Sunday, October 25, 2009

Nepal: Annapurna Base Camp (3rd October 2009)

We woke early this morning, had a brief breakfast and would soon be met by our transport, guide and porter.  Having been away from home for some time now, it was necessary to do some careful repacking to ensure that we only took essentials for our travels as everything we needed except food and water had to be carried up and back.  Had we not acquired the services of a porter I would have probably considered this for slightly longer than I did, but I'm confident that I didn't over pack too much.  We were now ready for our 7 day trek up to the Annapurna Base Camp and back.

Pokhara sits at about 700m and our starting point was closer to 1km above sea level.  We had a drive of just over an hour to get to our starting point.  The drive up through the hills was typical of Nepali roads with under powered cars racing to get to where ever they were going with every one needing to be where the car in front was....except our vehicle had more grunt than most on the roads, so we had a real need to be in front, after all, the hills weren't getting any younger.  Lots of horn tooting and dodgy overtaking on blind bends (by everyone else) later, and we arrived at where we expected to start walking....except, our driver hadn't taken his vehicle off road for a while and rather fancied the experience, so we had the first 20 minutes of our walk shaved off for us.  He had got a little too excited and drove straight through a police check-point causing them to become somewhat over animated.  We bid farewell to civilisation, watched our porter get laiden up and set off for the top. 

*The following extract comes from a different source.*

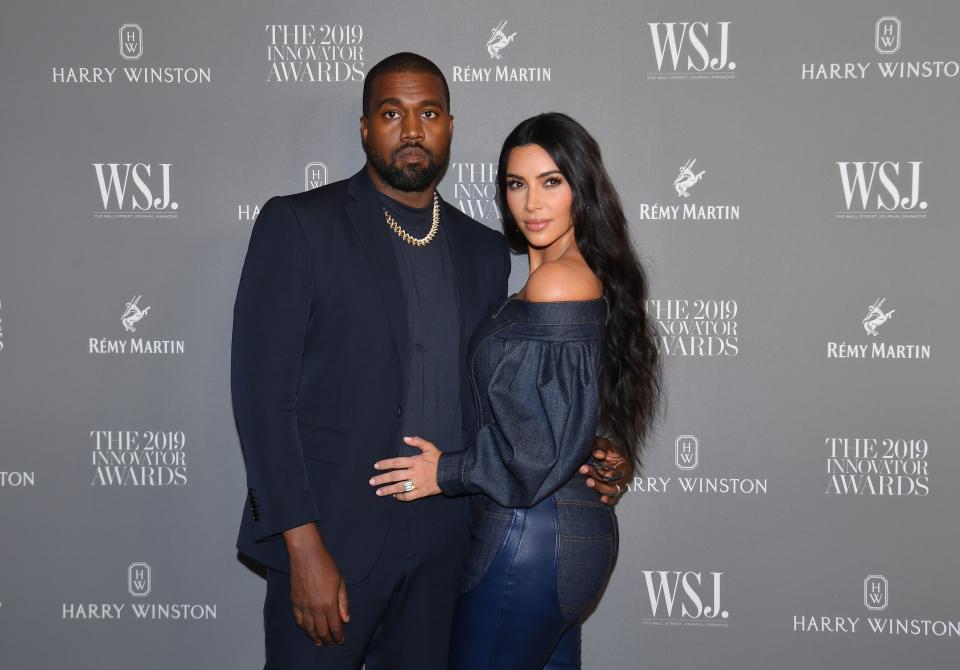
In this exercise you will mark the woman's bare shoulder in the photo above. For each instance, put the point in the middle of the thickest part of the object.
(563, 280)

Day 1 was a steady climb from Birethanti up to Ghandruk.  It took about 5 hours and we went steady so we could warm our muscles up slowly and break in our walking shoes once again.  I was better prepared this time than last, where breaking in my boots had consisted of going to the shop and trying them on.  I had been very very lucky and the boots had turned out to be perfect.  Any injuries or hot spots caused by boots in the first couple of days could have caused us to turn back.  We did get one scare about 3 hours in when Mick couldn't find his ganster style wadge of rolled up notes.  Fearful he had left them in the hotel there was a frantic searching of bags, nooks and places too impolite to mention until the wad was discovered amid some clothing.

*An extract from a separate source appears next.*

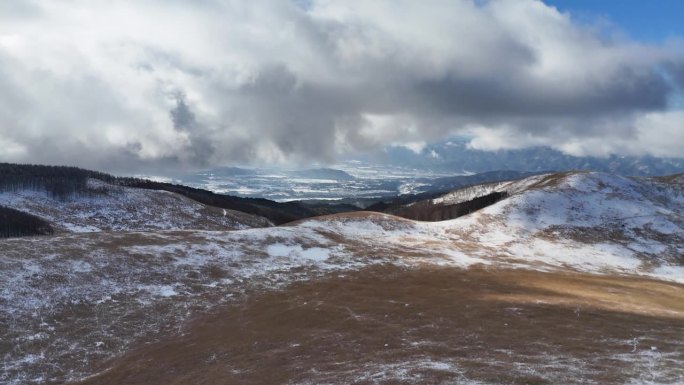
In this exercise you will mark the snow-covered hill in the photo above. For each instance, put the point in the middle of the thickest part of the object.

After a pleasant wander up it was time to find a bed for the night.   We stopped at a tea house recommended by our guide.  It was by far the nicest tea house I have stayed in and came complete with ensuite bathrooms and boasted 'hot shower'.  In this region, a hot shower is the stuff the legends are made of, so to have hot water and your own shower is a real luxury.  Once again, the Nepalese ability to inaccurately advertise their wares came bounding through and we enjoyed our showers whilst doing the impression of a soaked dog after falling into a partially frozen pond; at least the legends survived intack.  The Napali's do have an amazing ability to stay disconnected from reality and seem to believe that if they've done something, even if its not what was asked for, then you should be happy.  In the same way that a cat can't understand why there is 6 feet of air between it and where the ground used to be after trying to climb the Christmas tree and destroying it in the process.  Still, they are a very friendly and humble people who I am glad to have spent time with.

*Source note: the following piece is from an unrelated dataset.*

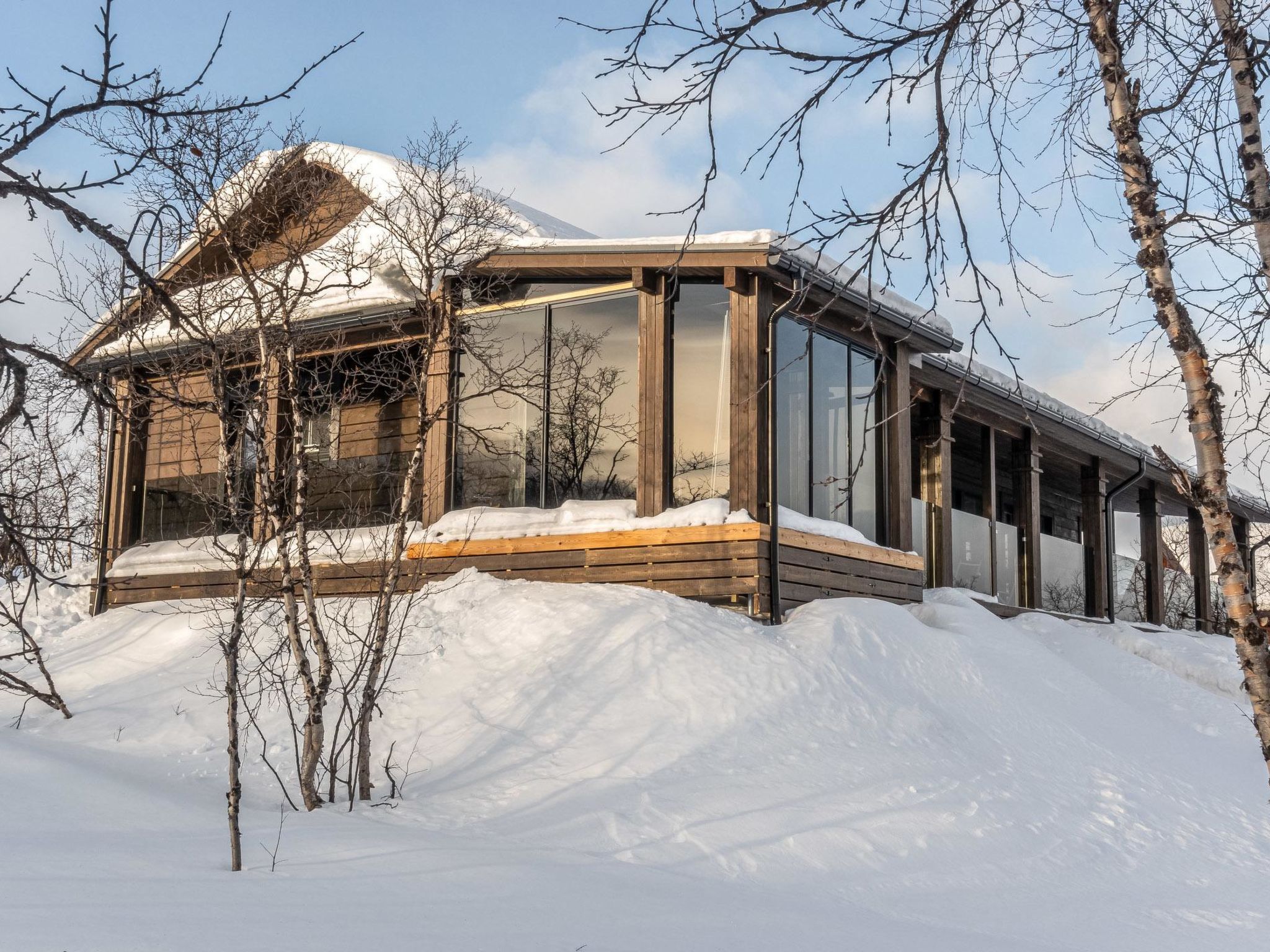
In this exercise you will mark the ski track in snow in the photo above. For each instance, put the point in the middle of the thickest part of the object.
(624, 770)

That night we sat down to our first culinary experience of the foot hills.  In these parts, what isn't grown in the hills has to get carried up the hills.  It quickly becomes second nature to notice what livestock is present in each village when arriving as this helps inform us as to what is safe to eat on the menu.  However, there are still significant risks for western digestive systems eating meat in the hills, so we stick to rice, bread, potato, fried vegtables and eggs.  The more adventurous might opt for something with 'cheese', but there aren't any cows in these here parts, but there do appear to be an abundance of yaks..........

After a not particularly satisfying or inspiring meal we settle down to a game of sargeant major till the night draws in.  I'm convinved Mick invented this game as a joke - I don't seem to do very well at it, but apparently it takes days to complete - at least we have plenty of spare time ahead of us.